The latter is regarded as an acute angle, and the sign is judged as the original function. The cosine of the sum of two angles is converted into a single angle, which is convenient for evaluation.

Cosine product minus sine product, angular deformation formula. Sum and difference products must have the same name, and the complementary angle must be renamed.

The calculation proves that the angle is the first, pay attention to the name of the structural function, the basic quantity remains unchanged, and it changes from complexity to simplicity.

Guided by the principle of reverse order, the product of rising power and falling power and difference. The proof of conditional equality, the idea of equation points out the direction.

Universal formula is unusual, rational formula is ahead. The formula is used in the right and wrong direction, and the deformation is used skillfully;

1 add cosine to think of cosine, 1 subtract cosine to think of sine, power-on angle is halved, and power-on and power-off is a norm;

The inverse function of trigonometric function is essentially to find the angle, first to find the value of trigonometric function, and then to determine the range of angle value;

Using right triangle, the image is intuitive and easy to rename, and the equation of simple triangle is transformed into the simplest solution set;

3. Inequality

The solution to inequality is to use the properties of functions. The unreasonable inequality of the opposite side is transformed into a rational inequality.

From high order to low order, step-by-step transformation should be equivalent. The mutual transformation between numbers and shapes helps to solve problems.

The method of proving inequality is powerful in real number property. Difference is compared with 0, and quotient is compared with 1.

Comprehensive method with good direct difficulty analysis and clear thinking. Non-negative common basic expressions, positive difficulties are reduced to absurdity.

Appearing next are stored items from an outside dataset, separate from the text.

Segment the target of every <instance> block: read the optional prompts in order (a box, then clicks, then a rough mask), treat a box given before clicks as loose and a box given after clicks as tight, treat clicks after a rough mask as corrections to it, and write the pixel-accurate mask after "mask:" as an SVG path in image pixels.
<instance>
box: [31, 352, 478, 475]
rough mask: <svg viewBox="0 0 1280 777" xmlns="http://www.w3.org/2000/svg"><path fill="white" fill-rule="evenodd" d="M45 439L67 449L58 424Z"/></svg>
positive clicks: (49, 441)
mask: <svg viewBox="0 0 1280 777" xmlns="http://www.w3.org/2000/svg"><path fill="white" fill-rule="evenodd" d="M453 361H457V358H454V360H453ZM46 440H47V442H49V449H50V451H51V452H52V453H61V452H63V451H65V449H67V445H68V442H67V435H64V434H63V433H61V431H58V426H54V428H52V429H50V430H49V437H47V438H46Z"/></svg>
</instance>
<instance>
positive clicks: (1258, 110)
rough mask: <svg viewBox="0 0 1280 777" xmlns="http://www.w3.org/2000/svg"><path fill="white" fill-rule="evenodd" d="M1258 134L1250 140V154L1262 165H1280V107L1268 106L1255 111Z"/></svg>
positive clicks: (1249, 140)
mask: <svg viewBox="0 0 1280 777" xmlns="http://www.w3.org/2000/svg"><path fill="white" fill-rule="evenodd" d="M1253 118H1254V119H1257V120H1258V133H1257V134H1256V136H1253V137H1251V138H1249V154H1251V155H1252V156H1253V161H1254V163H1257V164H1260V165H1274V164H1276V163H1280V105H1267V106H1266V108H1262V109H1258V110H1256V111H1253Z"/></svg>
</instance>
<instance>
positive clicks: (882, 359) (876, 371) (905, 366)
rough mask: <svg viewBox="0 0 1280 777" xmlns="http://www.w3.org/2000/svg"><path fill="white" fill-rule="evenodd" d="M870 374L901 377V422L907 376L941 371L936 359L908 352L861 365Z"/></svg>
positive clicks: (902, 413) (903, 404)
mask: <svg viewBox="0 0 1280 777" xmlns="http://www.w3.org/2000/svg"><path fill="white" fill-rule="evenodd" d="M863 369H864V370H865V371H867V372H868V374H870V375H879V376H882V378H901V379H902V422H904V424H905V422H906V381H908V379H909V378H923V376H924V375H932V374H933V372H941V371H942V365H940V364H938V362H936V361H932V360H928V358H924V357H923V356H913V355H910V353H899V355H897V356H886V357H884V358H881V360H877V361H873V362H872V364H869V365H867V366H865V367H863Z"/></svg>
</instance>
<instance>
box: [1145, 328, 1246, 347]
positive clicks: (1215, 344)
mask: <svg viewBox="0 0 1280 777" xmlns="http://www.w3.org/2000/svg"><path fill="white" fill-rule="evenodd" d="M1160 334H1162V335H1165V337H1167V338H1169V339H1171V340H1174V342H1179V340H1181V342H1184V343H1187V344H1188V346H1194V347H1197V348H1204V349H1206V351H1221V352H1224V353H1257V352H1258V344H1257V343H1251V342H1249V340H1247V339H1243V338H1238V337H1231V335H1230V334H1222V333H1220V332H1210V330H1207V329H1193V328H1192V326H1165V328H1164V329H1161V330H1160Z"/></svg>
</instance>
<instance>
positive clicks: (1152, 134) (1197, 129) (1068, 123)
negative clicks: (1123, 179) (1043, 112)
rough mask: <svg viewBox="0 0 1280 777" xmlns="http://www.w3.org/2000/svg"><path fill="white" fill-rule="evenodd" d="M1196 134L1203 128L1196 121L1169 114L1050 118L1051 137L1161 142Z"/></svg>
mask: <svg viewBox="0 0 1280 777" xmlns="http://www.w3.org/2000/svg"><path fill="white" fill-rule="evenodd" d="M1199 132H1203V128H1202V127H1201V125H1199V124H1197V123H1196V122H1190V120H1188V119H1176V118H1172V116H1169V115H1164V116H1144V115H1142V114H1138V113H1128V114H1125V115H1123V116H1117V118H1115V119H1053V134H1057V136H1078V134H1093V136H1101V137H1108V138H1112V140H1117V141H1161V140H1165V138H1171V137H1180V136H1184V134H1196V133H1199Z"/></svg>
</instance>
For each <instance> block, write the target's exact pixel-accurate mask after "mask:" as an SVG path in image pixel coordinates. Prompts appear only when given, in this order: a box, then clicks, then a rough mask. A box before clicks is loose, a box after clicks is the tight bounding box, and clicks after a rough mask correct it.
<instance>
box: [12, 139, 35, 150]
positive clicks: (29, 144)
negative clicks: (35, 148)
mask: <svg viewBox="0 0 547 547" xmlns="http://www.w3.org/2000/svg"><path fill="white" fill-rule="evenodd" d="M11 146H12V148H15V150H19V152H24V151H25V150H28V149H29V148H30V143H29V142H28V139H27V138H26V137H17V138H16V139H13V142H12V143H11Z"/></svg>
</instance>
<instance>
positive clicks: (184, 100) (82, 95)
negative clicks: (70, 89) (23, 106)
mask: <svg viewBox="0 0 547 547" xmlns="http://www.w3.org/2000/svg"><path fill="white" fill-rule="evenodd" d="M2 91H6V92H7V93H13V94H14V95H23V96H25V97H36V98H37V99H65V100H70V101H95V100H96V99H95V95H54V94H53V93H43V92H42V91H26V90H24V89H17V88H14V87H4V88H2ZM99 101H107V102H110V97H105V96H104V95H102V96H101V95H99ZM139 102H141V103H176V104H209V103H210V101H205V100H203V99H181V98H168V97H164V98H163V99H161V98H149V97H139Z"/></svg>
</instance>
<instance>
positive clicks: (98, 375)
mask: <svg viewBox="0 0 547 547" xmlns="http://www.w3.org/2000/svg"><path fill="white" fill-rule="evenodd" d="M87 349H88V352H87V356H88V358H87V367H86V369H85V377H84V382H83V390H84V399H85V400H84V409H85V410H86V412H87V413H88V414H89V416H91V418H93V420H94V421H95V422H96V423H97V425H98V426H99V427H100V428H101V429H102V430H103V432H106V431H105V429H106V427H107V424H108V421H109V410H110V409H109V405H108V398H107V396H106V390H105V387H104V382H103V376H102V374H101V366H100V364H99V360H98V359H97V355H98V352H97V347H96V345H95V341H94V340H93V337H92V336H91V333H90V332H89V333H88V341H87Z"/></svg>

There are also important inequalities and mathematical induction. Graphic function help, drawing modeling construction method.

4. "series"

Arithmetic ratio two series, the sum of n terms in the general formula. Two finites seek the limit, and four operations are the other way around.

The problem of sequence is changeable, and the equation is simplified as a whole calculation. It is difficult to sum series, but it is skillful to eliminate dislocation and transform.

Learn from each other's strong points and calculate the sum formula of split terms. Inductive thinking is very good, just do a program to think about it:

Counting two and seeing three associations, guessing proves indispensable. There is also mathematical induction to prove that the steps are programmed:

First verify and then assume, from k to k plus 1, the reasoning process must be detailed and affirmed by the principle of induction.